R/averageSPalongSeason.R

Defines functions averageSPalongSeason

Documented in averageSPalongSeason

#' Compute a seasonal timeseries of an average snowprofile
#'
#' This routine computes the seasonal timeseries of the average snow profile for a given region/set of profiles. The total snow height of the
#' seasonal average profile closely follows the *median snow height* represented by the group of profiles each day. Also the
#' new snow amounts represent the *median new snow amounts* within the group (i.e., PP and DF grains). The routine maintains
#' temporal consistency by using the previous day average profile as initial condition to derive the next day's. This creates the need for re-scaling
#' the layer thicknesses each day to account for snow settlement and melting. Two different re-scaling approaches have been implemented,
#' which both aim to re-scale the old snow part of the column (i.e., the snow which was on the ground already at the previous day).

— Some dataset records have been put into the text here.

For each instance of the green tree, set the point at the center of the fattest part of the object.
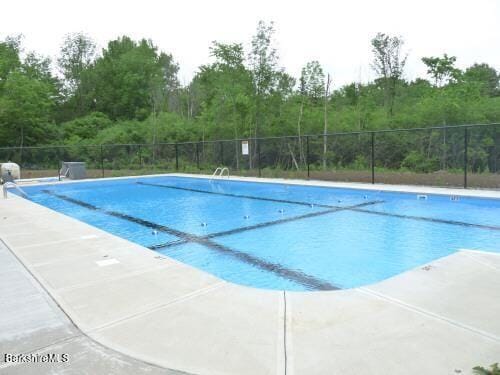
(263, 61)
(77, 54)
(442, 69)
(486, 76)
(129, 78)
(388, 63)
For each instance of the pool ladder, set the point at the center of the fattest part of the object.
(219, 172)
(10, 184)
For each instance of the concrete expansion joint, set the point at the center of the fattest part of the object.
(470, 255)
(285, 333)
(160, 306)
(429, 314)
(43, 348)
(117, 277)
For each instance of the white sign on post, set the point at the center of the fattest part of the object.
(244, 147)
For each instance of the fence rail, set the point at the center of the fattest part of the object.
(457, 155)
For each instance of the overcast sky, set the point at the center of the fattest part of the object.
(336, 33)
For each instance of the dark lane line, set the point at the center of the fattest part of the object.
(299, 277)
(236, 195)
(353, 208)
(430, 219)
(287, 220)
(268, 224)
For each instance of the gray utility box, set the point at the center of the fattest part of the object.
(74, 170)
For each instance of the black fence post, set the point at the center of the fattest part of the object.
(258, 156)
(466, 146)
(373, 157)
(176, 157)
(102, 163)
(197, 155)
(307, 156)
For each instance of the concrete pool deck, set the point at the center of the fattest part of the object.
(135, 311)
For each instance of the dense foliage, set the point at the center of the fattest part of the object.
(129, 92)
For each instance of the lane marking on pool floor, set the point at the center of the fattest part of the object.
(264, 224)
(236, 195)
(278, 269)
(409, 217)
(428, 313)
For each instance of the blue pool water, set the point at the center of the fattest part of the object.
(280, 236)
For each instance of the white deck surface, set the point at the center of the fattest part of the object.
(438, 320)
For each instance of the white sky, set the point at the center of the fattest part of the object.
(336, 33)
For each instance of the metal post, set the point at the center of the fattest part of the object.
(198, 155)
(466, 146)
(258, 157)
(102, 162)
(176, 157)
(373, 157)
(307, 156)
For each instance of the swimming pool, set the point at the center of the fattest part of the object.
(280, 236)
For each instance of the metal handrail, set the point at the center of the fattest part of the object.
(219, 169)
(10, 184)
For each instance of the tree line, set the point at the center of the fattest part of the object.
(129, 92)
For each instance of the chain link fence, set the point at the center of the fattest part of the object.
(452, 156)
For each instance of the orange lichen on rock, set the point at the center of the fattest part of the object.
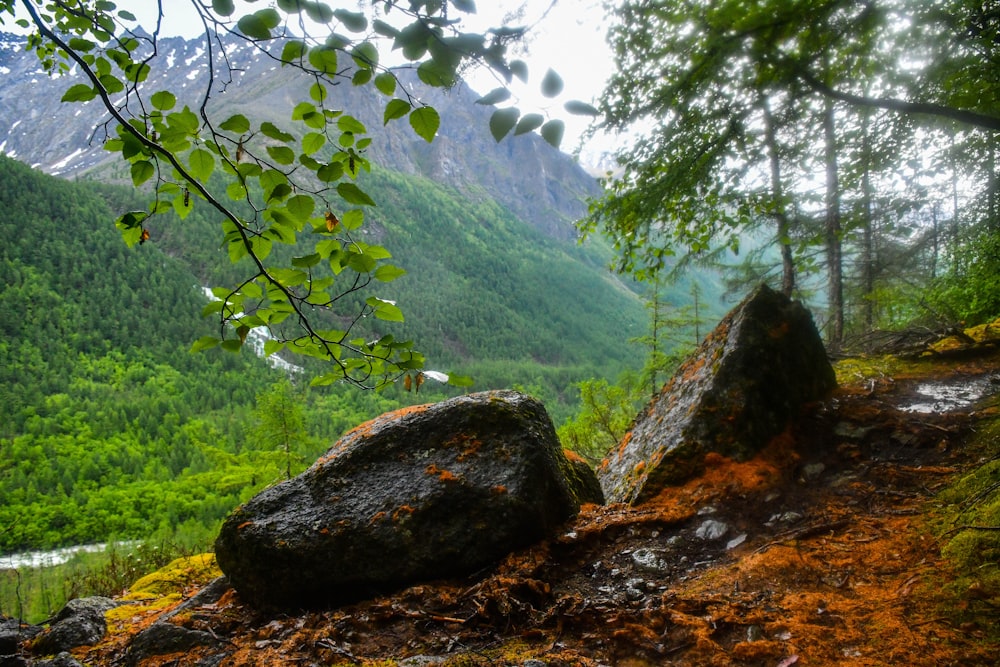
(442, 474)
(723, 477)
(365, 429)
(402, 512)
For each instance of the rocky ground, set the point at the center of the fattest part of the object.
(826, 549)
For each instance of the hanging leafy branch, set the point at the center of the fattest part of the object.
(297, 185)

#' See parameter description for more details. Also note, that the routine can be started at any day of the season by providing
#' an average profile from the previous day. The routine modifies several parameters, which are passed on to [dtwSP]. These
#' parameters differ from the defaults specified in [dtwSP], which are held very generic, whereas the application in this function
#' is much more specific to certain requirements and algorithm behavior. For more details, refer to the reference paper.
#'
#' Computing the seasonal average profile for an entire season and about 100 grid points (with a max of 150 cm snow depth) takes roughly 60 mins.
#'
#' @importFrom stats filter
#'
#' @param SPx a [snowprofileSet] that contains all profiles from the region to be averaged at all days of the season for which you want to compute the average profile.
#' Identically to [dbaSP], weak layers need to be labeled prior to this function call, see [dbaSP] and [sarp.snowprofile::labelPWL]. Note that only daily sampling is
#' allowed at this point (i.e., one profile per grid point per day).

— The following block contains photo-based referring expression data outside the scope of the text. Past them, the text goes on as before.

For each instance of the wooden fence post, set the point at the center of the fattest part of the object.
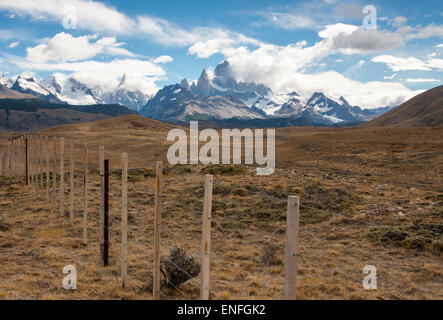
(124, 249)
(157, 231)
(85, 195)
(62, 176)
(206, 238)
(1, 163)
(71, 182)
(102, 197)
(26, 162)
(31, 161)
(41, 169)
(106, 217)
(37, 163)
(291, 250)
(47, 169)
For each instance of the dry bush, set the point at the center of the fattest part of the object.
(270, 255)
(179, 267)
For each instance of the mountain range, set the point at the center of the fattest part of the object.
(221, 97)
(215, 96)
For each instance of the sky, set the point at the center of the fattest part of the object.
(380, 56)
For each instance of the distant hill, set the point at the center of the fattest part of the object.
(34, 114)
(424, 110)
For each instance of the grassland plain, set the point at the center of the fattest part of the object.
(370, 196)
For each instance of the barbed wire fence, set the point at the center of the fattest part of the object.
(24, 160)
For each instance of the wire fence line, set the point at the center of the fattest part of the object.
(114, 220)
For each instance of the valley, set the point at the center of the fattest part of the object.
(369, 196)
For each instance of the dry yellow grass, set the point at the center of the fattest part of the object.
(363, 173)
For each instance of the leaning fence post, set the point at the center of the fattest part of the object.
(206, 238)
(26, 161)
(124, 249)
(85, 195)
(41, 163)
(106, 217)
(71, 182)
(62, 176)
(47, 169)
(292, 224)
(157, 231)
(54, 177)
(102, 197)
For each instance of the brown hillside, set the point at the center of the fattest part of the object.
(368, 196)
(424, 110)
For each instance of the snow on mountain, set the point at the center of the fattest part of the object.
(177, 103)
(30, 86)
(73, 91)
(223, 83)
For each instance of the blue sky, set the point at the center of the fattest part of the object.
(305, 46)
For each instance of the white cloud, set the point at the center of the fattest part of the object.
(283, 70)
(436, 63)
(98, 17)
(65, 47)
(13, 44)
(399, 21)
(402, 64)
(290, 21)
(420, 80)
(411, 63)
(163, 59)
(140, 74)
(420, 32)
(350, 39)
(90, 15)
(392, 76)
(6, 34)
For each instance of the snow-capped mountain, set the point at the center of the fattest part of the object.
(223, 83)
(32, 87)
(180, 103)
(73, 91)
(325, 109)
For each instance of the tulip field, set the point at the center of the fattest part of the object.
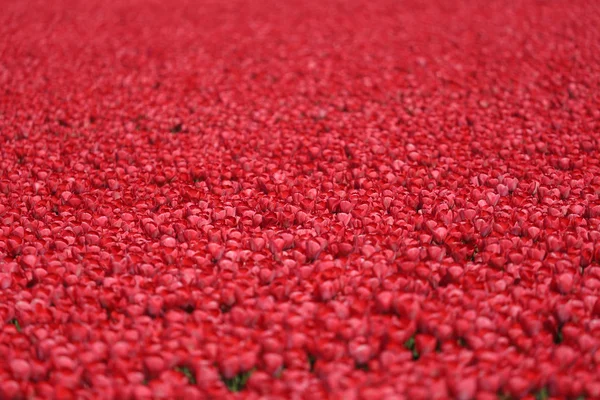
(300, 199)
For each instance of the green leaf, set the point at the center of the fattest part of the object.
(542, 394)
(186, 371)
(238, 382)
(410, 344)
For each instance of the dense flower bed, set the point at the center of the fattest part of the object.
(300, 199)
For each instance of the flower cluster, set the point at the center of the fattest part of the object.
(299, 199)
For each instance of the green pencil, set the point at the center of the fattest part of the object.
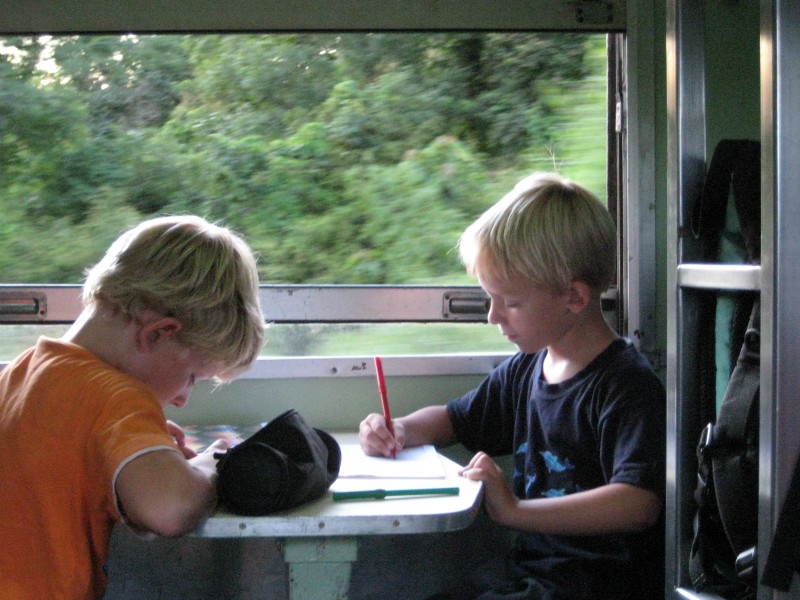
(381, 494)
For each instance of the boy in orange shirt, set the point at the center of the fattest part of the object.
(85, 439)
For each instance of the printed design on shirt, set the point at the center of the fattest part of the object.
(559, 468)
(554, 465)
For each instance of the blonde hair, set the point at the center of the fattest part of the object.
(547, 229)
(202, 274)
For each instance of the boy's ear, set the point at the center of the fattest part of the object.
(579, 296)
(156, 330)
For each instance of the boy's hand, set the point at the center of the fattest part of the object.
(206, 462)
(376, 439)
(180, 438)
(500, 499)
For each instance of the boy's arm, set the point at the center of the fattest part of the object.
(429, 425)
(612, 508)
(163, 493)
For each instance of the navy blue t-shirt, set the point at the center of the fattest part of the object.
(604, 425)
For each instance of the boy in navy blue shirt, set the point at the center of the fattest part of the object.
(578, 407)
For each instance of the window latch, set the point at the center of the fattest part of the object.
(22, 307)
(465, 306)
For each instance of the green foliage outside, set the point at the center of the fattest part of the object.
(352, 158)
(342, 158)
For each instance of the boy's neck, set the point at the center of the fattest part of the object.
(571, 354)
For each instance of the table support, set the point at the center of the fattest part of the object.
(319, 567)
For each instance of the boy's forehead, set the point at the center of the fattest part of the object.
(493, 281)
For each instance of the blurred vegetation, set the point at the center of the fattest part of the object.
(342, 158)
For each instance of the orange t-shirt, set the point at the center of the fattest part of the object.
(68, 423)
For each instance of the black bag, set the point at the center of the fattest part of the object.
(285, 464)
(722, 557)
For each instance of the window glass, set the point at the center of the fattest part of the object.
(343, 158)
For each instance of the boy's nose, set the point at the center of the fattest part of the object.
(180, 401)
(494, 316)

#' @param sm a summary of `SPx` containing meta-data
#' @param AvgDayBefore an average [snowprofile] from the previous day. This is only necessary if you want to resume the computation
#' mid season.
#' @param DateEnd an end date character string (`"YYYY-MM-DD"`) if you only want to compute the timeseries up to a certain point
#' in time. Defaults to the future-most date contained in the meta-data object `sm`.
#' @param keep.profiles Do you want to keep the (resampled) individual snow profiles from `SPx` in your return object? **Note**
#' that this must be `TRUE` if you plan to [backtrackLayers] to derive any kind of summary statistics for the averaged layers.
#' See Notes below, and examples of how to conveniently [backtrackLayers].
#' @param progressbar display a progress bar during computation?
#' @param dailyRescaling choose between two settlement rescaling approaches. `settleEntireOldSnow` re-scales the entire old snow
#' column so that the average snow height represents the median snow height from the profile set. `settleTopOldSnow` (the default)
#' re-scales the upper part of the old snow column to achieve the same goal. While the former mostly leads to buried layers being
#' settled to too deep snow depths, the default approach aims to leave those buried layers unchanged, which are located at depths
#' that represent the median depths of their aligned layers.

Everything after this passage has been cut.